A five-part field guide
- Pick a workflow with high volume, clear rules and an expensive backlog.
- Write down what “finished” means in operational, not technical, language.
- Keep the source evidence beside every machine-produced field.
- Send uncertainty and exceptions to a credentialed human.
- Price and measure the outcome - not logins, prompts or model prestige.
The conditions matter. This approach is strongest where the input repeats, the desired output can be specified and errors can be caught before they escape. It is weaker when source data is inaccessible, decisions are fundamentally ambiguous, case volume is too small to justify integration, or nobody inside the customer owns the final judgment. A traceable system also cannot rescue a bad policy. It will merely execute the bad policy more neatly.
That restraint is the point. Nexus does not need the machine to be the boss. It needs the machine to make the boss faster, better informed and able to defend the answer later.
A decade, reduced to a unit of work
Nexus begins by connecting AI research to enterprise workflows.
The AI Factory formalises a route from process audit to pilot and deployment.
ANAFES receives MAS support; Nexus joins Tech Nation Fintech 5.0 and launches on Azure.
More than 50 extraction modules reach the Temenos banking ecosystem.
ISO 27001, a Tokyo entity and work delivered across more than 20 countries.
The Capacity Unit turns finished, auditable work into the product.
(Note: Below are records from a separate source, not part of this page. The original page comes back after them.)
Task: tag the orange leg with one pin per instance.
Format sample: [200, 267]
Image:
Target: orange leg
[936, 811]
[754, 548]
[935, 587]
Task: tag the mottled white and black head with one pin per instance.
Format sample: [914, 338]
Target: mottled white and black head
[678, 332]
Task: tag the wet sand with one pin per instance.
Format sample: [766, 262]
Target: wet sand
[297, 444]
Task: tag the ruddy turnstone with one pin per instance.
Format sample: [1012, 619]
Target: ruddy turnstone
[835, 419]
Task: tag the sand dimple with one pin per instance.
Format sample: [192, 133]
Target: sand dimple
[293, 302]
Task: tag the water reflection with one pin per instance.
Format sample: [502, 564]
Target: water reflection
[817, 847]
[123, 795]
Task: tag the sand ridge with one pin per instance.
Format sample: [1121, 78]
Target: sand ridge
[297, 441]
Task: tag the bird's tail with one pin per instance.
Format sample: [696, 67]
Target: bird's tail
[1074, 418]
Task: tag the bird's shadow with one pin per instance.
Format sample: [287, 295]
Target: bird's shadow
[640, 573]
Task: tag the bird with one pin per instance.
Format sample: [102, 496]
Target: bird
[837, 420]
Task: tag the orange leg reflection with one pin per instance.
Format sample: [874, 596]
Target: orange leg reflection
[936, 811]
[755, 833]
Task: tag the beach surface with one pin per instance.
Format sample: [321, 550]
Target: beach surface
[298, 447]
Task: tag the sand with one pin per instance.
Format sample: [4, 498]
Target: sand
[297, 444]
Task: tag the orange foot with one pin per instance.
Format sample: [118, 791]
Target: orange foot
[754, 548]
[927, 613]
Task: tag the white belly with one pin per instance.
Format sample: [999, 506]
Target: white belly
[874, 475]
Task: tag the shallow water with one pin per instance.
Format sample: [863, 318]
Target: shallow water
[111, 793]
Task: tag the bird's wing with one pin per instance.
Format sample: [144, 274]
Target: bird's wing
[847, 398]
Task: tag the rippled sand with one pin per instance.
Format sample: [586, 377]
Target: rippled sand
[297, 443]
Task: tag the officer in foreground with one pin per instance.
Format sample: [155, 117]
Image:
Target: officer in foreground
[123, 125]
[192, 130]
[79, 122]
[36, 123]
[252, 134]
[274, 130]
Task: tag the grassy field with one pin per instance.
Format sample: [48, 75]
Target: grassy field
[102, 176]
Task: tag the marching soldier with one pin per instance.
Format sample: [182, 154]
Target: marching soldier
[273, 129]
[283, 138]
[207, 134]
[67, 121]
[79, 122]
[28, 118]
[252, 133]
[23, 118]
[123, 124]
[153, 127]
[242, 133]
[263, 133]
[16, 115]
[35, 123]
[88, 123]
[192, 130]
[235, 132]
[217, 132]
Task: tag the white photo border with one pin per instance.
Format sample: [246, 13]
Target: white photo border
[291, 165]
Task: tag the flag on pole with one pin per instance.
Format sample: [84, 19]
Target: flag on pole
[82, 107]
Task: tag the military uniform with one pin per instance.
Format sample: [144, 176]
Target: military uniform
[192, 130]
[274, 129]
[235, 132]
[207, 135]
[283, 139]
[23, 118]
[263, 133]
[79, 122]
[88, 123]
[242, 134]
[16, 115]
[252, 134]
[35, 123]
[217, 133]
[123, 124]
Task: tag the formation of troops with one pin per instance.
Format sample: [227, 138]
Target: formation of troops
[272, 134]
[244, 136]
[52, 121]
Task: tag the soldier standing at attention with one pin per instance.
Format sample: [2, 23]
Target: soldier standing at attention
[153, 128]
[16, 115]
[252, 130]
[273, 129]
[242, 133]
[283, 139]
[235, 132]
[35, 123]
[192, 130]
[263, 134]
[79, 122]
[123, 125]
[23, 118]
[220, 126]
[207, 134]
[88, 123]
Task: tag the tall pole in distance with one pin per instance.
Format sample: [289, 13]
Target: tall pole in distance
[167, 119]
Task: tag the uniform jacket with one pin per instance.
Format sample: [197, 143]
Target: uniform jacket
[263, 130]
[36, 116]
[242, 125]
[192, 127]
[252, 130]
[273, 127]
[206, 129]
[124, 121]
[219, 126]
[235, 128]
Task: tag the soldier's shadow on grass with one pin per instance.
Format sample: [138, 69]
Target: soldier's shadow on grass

The company’s arc is a quiet correction to the way technology is usually sold. First came expertise. Then a platform. Then reusable modules. Finally, a unit that the operations department can count. The progression suggests that the hard part of enterprise AI was never getting a model to produce something. It was turning that something into work the institution recognises, budgets for and accepts.
A signature seems almost comically old-fashioned beside a generative model. Yet that may be why it matters. In finance, the future arrives only after someone is prepared to put their name at the bottom.